To fully appreciate the constellations, plan your trip on a moonless night by checking the lunar calendar. Otherwise, a wake-up call is necessary a few hours before sunrise when the moon has set.

Those who prefer the full moon will find the desert brings out its intense light and magic in an unrivaled way.

After a desert trek, Farafra makes a welcome watering hole with its 100 springs and wells.

Situated on the southwestern desert highway six to seven hours by bus from Cairo, it has an oasis of some 250 acres — the soul and provider for the sun-scorched town of some 5,000 inhabitants.

Wandering among the lush groves interlaced by streams and gushing rivulets seems mirage-like after the hot, arid sands. Tiny, juicy apricots, figs, olives, dates, guavas and mulberries are among its many fruits. Farmers also grow vegetables and other produce on land made arable by the oasis water supply and underground streams.

Much of the oasis is divided by mud walls with wooden doorways, dating back to the Roman era. Farafra, which has sustained many desert attacks, provided a stepping stone to the Nile Valley for neighboring Libyans, who captured it in the 13th century BC. Early signs of Christian housing and Coptic inscriptions also have been found in the town, which 200 years ago had only some 200 inhabitants.

The old fortress, dating back hundreds of years, is almost completely destroyed, although a few of its walls are used for surrounding houses.

A mosque commands the town's central square, from where six dusty streets lead into the maze of mostly low, mud-brick houses. The main street has several cafes, small restaurants, food stores, a bakery, pharmacy, photographers and haberdashery. There is also a post office and barber shop.

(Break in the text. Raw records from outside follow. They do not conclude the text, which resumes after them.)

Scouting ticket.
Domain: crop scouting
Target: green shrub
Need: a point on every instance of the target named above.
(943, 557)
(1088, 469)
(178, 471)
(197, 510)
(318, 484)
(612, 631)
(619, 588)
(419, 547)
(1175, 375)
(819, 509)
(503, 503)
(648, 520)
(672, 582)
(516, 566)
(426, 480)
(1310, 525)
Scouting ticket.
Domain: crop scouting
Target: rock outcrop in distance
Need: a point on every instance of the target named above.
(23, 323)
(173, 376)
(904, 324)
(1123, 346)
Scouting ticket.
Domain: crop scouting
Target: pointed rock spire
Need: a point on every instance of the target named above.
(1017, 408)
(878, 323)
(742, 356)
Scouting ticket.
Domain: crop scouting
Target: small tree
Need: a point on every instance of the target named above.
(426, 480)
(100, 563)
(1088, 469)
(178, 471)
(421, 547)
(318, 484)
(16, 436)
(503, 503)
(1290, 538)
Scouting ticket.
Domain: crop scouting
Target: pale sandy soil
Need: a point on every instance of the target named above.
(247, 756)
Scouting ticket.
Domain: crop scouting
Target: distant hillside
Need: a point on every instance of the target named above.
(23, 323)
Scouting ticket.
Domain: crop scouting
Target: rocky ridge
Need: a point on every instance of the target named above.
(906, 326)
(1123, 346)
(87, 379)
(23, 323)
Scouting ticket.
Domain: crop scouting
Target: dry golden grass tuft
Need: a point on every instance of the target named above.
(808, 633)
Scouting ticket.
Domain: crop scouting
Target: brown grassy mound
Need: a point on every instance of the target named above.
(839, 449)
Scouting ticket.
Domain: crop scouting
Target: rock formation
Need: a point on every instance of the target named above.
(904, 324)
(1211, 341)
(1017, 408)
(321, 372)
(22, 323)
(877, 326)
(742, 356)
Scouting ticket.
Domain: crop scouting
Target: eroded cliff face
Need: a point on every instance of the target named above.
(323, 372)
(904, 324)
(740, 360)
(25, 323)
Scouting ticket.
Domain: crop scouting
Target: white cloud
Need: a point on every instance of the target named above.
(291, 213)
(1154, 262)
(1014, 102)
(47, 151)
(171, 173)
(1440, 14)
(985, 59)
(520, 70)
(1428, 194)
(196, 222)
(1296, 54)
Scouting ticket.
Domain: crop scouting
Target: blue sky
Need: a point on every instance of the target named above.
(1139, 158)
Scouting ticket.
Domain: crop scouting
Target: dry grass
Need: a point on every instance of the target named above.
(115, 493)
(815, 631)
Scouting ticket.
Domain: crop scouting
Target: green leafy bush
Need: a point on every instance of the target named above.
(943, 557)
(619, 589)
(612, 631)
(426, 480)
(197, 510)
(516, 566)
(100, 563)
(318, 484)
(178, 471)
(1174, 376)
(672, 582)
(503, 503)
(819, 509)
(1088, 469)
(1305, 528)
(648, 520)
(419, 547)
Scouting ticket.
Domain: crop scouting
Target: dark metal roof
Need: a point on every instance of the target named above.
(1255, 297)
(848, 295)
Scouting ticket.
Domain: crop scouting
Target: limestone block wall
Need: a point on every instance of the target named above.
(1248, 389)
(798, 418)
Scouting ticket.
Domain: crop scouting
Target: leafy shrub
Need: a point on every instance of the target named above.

On the northeastern entrance to the town, the Badawiya Hotel offers rooms in a domed single-story building in local architectural style among flowering bougainvillea, banana and lemon trees and rose bushes. An outside diwan, a covered enclosure with colorful blankets and cushions for lounging, is a perfect place for a noon siesta. Early mornings and late afternoons are the times to venture out here.

Farafra has few tourist sites, but its simple, serene atmosphere and extremely friendly people are enticing.

Its cultural center point is the art museum built and run by a local, self-taught Bedouin artist who uses one name, Badr, who has exhibited paintings, etchings and other works in Europe.

Urns of different-colored sands dominate the courtyard of the two-story mud building where he works and exhibits. Despite offers from abroad, he says he won't leave the desert.

"Farafra gives me everything; nature, the sand, the stone, the architecture and the people," Badr, 44, said. "The oasis and the desert allow me to be myself and to dream my dreams. I need nothing more."